虹のかなたに

たぶんぼやきがほとんどですm(__)m

第14回 ひとりでできるもん

 仕事柄、というのは嘘で、稼業に似つかわしからずというのが正しいが、ちょくちょく出張がある。やはり首都圏が多くて、東京は毎年行くし、周辺も神奈川、千葉、埼玉は回った。他は愛知、福井、香川、愛媛、福岡、そして最近はなぜか沖縄が多い。全国津々浦々には程遠いが、それでもいろんな所へ行かせてもらっている。
 
 勿論「仕事として」行くのだから、物見遊山では決してないし、行くごとに企画や提案を伴った報告書を書かされるから、当然「出張の成果」を求められるものではあるが、しかし、「旅とは非日常へ一歩を踏み出すこと」を信条とする私であるから、出張には普段のデスクを離れる解放感に浸れる楽しみがある、というのが偽らざる心情である。
 
 大概は上司に随行するとか、同僚や部下と一緒に、という出張であるが、セミナーや講演会など、単身赴くことも往々ある。一人旅の醍醐味同様、「一人出張」の良さは何を措いても、人に気兼ねをしなくて済むことである。余った時間で街を徘徊するのも自由、現地で旧知の人に会うのも自由、夜更かしして呑んだくれるのも自由、朝食を食べないのも自由、その分寝ていられるのも自由、行き帰りの睡眠も自由。自由自由、自由万歳。
 
 かくも自由を謳歌できる「一人出張」であるが、一点だけ懸念材料がある。それは、昼食の問題である。
 
 何を隠そう、などと偉そうに言える内容では全くないが、私は「一人で食事」というのが実に苦手なのである。
 
 レストランなど、グループで行くことが主流の店に一人で佇むことが耐えられず、周囲が賑やかに談笑している中で一人黙っていることも辛い。また、注文した品が出てくるまでに費やされる時間をどう過ごしてよいのかがわからない。
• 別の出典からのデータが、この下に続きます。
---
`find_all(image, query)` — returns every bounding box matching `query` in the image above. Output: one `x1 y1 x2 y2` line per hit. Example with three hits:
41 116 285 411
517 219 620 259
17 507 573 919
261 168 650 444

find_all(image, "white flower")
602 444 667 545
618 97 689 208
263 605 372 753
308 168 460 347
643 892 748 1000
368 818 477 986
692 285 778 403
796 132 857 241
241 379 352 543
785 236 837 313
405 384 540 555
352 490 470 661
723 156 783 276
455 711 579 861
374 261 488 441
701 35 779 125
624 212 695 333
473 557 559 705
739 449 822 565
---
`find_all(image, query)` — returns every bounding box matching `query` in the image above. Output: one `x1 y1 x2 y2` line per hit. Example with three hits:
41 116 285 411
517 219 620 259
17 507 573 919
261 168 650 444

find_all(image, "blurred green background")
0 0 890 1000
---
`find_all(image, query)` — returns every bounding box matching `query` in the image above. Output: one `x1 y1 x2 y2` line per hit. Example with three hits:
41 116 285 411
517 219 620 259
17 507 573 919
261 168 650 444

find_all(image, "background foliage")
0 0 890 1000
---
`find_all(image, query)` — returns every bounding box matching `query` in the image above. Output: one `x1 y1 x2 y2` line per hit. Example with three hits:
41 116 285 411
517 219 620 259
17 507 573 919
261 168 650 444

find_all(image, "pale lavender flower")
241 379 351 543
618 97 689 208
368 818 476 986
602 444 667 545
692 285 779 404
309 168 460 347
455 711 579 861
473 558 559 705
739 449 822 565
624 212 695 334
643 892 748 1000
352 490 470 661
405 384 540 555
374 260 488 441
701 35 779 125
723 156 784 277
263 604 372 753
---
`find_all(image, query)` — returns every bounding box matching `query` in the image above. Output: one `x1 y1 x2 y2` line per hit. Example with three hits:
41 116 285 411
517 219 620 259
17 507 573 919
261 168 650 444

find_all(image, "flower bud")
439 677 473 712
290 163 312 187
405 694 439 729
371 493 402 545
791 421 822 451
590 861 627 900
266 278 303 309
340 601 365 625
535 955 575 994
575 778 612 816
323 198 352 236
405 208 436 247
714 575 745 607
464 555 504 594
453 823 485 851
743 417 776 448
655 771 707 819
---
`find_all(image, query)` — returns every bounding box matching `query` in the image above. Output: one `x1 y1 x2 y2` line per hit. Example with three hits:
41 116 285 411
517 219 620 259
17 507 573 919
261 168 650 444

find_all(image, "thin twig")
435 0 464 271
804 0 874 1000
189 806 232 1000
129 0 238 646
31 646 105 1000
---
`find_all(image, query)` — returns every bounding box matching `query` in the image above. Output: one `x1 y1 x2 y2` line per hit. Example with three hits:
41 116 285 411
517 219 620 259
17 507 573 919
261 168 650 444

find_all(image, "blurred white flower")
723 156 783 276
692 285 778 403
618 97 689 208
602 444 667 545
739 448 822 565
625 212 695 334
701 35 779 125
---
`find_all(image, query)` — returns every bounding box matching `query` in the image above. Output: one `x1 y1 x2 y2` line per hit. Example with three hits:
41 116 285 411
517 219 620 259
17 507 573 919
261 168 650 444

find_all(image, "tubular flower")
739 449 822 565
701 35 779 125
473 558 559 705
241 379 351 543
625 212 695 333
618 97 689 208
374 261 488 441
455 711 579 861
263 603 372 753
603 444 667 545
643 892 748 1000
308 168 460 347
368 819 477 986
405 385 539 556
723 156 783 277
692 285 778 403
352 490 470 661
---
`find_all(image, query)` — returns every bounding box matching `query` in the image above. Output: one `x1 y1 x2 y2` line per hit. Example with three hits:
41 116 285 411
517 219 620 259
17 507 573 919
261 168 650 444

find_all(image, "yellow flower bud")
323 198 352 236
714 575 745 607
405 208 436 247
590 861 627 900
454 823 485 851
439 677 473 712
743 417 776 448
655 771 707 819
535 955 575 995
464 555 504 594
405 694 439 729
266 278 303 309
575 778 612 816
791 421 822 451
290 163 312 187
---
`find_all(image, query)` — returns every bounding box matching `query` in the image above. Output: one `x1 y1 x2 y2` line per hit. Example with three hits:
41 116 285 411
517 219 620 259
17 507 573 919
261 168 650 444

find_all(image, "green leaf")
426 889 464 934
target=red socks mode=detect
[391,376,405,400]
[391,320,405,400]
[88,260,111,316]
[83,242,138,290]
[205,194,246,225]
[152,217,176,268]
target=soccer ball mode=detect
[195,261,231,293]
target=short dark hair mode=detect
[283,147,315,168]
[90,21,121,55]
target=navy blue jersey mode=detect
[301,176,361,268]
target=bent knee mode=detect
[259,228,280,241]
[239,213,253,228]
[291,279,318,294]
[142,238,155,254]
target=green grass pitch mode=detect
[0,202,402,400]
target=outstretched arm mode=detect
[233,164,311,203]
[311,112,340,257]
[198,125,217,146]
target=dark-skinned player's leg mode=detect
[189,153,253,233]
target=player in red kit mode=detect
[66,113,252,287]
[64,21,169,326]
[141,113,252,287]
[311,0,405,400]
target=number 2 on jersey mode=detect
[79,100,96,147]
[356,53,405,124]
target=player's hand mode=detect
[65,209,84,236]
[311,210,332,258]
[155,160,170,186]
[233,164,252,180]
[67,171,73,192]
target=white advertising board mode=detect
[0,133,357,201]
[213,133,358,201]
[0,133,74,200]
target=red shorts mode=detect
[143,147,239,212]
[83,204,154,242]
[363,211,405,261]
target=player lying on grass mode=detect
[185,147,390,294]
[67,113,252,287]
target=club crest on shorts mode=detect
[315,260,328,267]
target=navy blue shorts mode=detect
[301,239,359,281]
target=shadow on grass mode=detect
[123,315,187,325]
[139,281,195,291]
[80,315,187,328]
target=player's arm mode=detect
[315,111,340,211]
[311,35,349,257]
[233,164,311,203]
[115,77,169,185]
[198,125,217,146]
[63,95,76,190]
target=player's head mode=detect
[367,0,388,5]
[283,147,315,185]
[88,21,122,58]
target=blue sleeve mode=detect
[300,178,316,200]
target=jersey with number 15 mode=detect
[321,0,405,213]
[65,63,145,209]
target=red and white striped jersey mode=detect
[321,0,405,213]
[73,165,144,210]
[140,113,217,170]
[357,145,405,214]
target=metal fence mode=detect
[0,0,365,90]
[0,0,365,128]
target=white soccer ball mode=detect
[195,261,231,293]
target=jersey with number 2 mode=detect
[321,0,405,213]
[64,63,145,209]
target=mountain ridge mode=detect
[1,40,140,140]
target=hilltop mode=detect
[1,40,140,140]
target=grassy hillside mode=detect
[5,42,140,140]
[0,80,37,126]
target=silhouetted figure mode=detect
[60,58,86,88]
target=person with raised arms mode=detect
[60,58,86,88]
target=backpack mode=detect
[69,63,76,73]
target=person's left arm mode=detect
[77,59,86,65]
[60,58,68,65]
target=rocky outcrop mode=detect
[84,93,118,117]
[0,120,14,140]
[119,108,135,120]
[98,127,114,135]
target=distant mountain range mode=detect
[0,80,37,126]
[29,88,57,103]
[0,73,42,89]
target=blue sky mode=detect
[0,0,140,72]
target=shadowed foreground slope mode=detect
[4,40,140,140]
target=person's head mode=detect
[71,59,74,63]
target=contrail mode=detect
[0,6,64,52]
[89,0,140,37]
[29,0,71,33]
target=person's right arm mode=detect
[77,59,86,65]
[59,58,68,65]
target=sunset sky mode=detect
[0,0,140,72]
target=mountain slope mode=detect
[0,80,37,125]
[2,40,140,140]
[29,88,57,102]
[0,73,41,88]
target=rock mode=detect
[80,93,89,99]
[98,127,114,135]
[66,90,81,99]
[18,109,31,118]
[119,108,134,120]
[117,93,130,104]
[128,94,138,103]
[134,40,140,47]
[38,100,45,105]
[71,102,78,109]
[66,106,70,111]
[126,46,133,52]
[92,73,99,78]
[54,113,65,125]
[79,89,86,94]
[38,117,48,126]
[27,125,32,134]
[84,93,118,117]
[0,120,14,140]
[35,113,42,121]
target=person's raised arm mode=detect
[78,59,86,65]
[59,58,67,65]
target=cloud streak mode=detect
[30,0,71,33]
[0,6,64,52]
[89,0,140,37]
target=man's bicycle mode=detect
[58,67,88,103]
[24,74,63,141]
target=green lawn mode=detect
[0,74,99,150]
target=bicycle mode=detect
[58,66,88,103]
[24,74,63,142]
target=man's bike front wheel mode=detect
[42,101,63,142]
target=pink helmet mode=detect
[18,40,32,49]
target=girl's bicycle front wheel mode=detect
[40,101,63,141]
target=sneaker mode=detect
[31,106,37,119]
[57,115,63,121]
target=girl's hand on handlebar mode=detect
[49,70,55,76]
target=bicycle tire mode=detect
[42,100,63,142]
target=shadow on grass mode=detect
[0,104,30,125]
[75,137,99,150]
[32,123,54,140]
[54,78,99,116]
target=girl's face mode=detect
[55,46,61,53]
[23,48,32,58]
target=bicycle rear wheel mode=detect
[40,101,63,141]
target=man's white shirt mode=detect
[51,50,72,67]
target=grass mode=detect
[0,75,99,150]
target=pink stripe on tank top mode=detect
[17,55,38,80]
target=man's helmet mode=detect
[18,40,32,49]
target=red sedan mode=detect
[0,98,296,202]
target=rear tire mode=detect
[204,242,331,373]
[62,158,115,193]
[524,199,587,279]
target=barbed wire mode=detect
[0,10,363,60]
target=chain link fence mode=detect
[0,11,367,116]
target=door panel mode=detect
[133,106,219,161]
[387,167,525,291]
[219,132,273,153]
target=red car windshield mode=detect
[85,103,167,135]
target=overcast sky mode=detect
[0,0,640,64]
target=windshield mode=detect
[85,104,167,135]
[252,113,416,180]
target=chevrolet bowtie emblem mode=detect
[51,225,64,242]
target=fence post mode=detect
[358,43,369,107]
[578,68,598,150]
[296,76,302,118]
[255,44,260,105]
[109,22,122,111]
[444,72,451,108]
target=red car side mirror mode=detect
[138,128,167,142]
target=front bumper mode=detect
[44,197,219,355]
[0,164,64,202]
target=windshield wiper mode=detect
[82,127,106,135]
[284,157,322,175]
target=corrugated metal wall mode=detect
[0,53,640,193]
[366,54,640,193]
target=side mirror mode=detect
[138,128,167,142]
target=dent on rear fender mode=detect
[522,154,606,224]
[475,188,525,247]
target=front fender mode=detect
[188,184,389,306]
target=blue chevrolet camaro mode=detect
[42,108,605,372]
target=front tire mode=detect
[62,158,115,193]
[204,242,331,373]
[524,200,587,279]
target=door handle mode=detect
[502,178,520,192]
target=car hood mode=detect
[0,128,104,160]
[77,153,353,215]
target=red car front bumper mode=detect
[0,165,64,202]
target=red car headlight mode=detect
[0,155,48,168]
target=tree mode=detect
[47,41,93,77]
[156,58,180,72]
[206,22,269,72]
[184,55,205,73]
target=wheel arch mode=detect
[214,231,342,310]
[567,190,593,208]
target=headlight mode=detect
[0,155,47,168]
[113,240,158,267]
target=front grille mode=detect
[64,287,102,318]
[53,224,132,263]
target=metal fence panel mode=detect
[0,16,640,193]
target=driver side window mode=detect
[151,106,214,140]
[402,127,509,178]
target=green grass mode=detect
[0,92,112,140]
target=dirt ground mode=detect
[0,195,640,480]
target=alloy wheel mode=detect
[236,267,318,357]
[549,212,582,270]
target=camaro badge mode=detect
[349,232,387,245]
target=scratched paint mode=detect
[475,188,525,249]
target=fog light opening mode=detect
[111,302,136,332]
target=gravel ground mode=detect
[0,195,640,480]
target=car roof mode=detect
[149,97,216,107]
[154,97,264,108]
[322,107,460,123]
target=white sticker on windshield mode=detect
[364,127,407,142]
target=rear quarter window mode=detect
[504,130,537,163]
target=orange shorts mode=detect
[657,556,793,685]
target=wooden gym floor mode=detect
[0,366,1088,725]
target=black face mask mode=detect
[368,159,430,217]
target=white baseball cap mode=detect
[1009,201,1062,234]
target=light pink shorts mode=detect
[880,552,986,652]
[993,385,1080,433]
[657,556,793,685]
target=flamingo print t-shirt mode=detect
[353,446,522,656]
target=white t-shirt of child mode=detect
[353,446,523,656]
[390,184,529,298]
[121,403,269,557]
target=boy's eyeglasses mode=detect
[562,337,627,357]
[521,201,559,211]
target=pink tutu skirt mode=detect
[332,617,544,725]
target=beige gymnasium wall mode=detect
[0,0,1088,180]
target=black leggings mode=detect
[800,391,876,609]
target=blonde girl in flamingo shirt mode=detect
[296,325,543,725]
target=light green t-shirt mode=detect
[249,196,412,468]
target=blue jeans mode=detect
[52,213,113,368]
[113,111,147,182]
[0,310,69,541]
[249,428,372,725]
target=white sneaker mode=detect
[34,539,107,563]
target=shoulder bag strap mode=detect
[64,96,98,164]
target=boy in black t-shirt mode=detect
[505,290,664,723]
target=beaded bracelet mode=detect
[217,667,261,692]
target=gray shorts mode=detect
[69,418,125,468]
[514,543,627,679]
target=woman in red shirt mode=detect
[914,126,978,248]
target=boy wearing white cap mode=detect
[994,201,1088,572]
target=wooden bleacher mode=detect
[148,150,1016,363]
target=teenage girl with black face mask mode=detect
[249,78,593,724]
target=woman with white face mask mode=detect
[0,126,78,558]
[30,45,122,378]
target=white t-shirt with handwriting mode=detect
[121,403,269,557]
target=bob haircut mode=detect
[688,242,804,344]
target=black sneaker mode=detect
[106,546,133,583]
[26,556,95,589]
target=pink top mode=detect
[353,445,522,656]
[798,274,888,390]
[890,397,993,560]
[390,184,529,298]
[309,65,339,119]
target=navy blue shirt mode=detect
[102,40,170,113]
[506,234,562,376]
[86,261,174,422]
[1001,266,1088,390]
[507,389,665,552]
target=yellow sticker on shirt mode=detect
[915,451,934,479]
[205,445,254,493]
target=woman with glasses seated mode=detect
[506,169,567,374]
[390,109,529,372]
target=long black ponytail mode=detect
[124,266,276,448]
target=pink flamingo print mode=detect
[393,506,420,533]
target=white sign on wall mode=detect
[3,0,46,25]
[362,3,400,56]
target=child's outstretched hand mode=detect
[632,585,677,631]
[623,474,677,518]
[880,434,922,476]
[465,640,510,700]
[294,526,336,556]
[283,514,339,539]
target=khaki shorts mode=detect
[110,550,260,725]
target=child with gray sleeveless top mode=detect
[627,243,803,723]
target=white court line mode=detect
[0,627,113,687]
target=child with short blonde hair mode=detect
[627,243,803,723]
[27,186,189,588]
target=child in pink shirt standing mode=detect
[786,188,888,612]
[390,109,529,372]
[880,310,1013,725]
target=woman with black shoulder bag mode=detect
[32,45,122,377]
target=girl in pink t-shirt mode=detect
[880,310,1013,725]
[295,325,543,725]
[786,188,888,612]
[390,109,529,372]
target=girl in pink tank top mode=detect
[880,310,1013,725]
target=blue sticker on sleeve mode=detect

「手持ち無沙汰」ということの苦しみを味わうのに、これに勝るシチュエーションはないのではないかとさえ思う。
 
 夜であればコンビニで弁当なり酒なりを購入して、ホテルの部屋でまったり食せるから問題ない。しかるに外出している昼間は大変な問題である。言葉を発しないで一人で過ごすのだから、できることなら混雑していない、閑散としたところがよい。結局、「一人で行くことが前提の店」を選ばざるを得ず、そうなると、選択肢は昼下がりの立ち食いそば店くらいしかなく、出張中は毎日そばを啜る羽目に陥る。大層貧しい食生活を強いられるのである。因みにファーストフードや牛丼屋という選択肢も考えられようが、意外に連れ立って食べに来る者が少なくなく、落ち着かないから、好んで行くものではあまりない。
 
 そんな感じだから、普段の職場での昼食も一人であればコンビニで購入して自分のデスクで食べるのが専らである。仕事帰りに行きつけのバーで煙草を燻らせながら一人静かにグラスを傾けるなんてことをやってみたいとは思うが、やはり一人で行けぬものであるから、誰かを半ば強制的に連行してやっと店のドアを開けることができるのだ。誠に始末に負えない。こんなことは偏に孤独を異常なまでに忌み嫌う自身の根性なさによるものである。あるいは人見知りが激しい故のことかも知れぬ。いずれにしても、何とかせねばならない、不甲斐ない性格である。
 
 折りしも先日、AKB48前田敦子が「卒業」を発表した。各方面に叩かれながらもセンターの座を守ってきた彼女の孤高たるや、そこら辺の呑気な学生風情には到底理解できるものではあるまい。私は特段の贔屓ではないが、しかし弱冠二十歳、世の若者の多くはまだ社会にすら出ていない年齢というのに「孤高からの解放」とは何という生き急ぎ様であろうか。
 
 けれどもまだまだ先の人生は長い。「孤高のセンター」で鍛えられた若者の前途に何が立ちはだかろうと乗り越えていけるのではないかと思う。その点、飯も一人で食えぬアラフォー男の情けなさと言ったらないと、素直に反省する次第である。“二度目の成人”を間近に控え、私は今更ながらに「自立」を求められている。